Özellikle samimi ve dürüst olanların gerçekten doğruya yakın olan veya cevabını istediği soruları varsa, inanın az biraz bireysel yaşamlarından taviz vermeleri sonucunda istedikleri cevap, beraberinde gelecektir.
Sayın Öcalan ve PKK hareketinin ne yapmaya çalıştığını ve 2013 stratejisini bilmek istiyorsanız ve öyle çok da canınız yanıyorsa, hem bazıları gibi gevezelik yapıp ve hem de yerinizde oturamazsınız; çünkü bu haliniz sırıtıyor; kimse inanmaz/inanmıyor.

Ne mi yapılmalı?

Ya Öcalan ve PKK hareketine güvenip sürecin gidişatını bekleyin, ya da yok beklemem diyorsanız da, sizi tutan yok. Tez elden ya legal ve illegal alanda mücadeleye, ya da öz savunmada mücadeledeki yerinizi alıp hücrelenin ve süreç içerisinde Kürd ve Kürdistan halkına tek bir söz söylenirse, siz de söz, kalem veya namlularınızı düşman bildiklerinize çevirin.
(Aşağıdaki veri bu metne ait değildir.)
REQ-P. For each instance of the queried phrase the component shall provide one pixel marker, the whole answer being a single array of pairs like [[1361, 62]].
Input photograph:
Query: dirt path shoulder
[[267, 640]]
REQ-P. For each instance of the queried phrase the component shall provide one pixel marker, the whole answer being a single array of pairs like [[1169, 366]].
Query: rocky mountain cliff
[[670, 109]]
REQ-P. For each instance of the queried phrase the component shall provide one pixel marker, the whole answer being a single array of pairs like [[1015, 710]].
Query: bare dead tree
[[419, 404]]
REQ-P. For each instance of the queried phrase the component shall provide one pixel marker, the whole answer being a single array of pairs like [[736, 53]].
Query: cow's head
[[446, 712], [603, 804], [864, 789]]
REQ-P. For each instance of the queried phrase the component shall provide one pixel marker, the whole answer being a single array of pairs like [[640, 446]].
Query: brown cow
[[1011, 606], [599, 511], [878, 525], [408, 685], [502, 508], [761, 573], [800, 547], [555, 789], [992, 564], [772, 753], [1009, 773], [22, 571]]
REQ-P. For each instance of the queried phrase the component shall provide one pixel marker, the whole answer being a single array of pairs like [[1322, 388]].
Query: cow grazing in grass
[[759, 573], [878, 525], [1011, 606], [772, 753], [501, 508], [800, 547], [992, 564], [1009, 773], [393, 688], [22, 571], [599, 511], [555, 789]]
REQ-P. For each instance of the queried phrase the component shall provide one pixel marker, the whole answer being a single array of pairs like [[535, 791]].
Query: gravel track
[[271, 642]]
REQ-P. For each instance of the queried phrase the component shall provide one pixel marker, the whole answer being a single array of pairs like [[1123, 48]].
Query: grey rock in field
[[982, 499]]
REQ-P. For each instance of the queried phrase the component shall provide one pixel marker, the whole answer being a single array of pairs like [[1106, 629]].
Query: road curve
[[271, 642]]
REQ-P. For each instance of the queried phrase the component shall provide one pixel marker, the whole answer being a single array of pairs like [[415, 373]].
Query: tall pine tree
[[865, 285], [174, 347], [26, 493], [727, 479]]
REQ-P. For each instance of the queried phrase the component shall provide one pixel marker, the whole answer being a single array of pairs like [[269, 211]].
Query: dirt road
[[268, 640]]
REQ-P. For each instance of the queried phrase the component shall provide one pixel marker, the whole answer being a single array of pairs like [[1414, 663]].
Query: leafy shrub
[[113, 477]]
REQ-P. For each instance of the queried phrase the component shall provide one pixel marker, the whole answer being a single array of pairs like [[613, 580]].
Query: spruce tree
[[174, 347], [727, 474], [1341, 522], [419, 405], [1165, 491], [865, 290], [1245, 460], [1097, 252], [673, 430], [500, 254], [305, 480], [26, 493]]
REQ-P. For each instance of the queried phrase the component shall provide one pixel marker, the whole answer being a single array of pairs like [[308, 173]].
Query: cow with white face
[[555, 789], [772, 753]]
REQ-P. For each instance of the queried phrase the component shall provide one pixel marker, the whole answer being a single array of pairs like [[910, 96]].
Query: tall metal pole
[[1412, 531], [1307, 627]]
Herkesin böylesi bir süreçte gereksiz karamsarlık, kararsızlık ve umutsuzluğa düşmesinden çok Öcalan ve PKK’ye olan inancın bilince çıkarılması gerektiği düşüncesi hâkim hale gelmelidir.
Kafası sadece ilkelliğe çalışan dar-çıkarcı, tırşıkçı, çorbacı, işbirlikçi, kaçkın, ayak takımı ve hainler istedikleri kadar gevezelik yapsınlar! Öcalan ideolojisini, zamanın ruhunu anlamayanlar için ya süreç ilaç olacaktır ya da hakikatin ıslah evleri.

Tez elden kafası karışıklar netleşmeli, silkelenip kendilerine gelmelidir; çünkü "herkese ve her şeye rağmen" Kürdün “öz savunması” her yerde.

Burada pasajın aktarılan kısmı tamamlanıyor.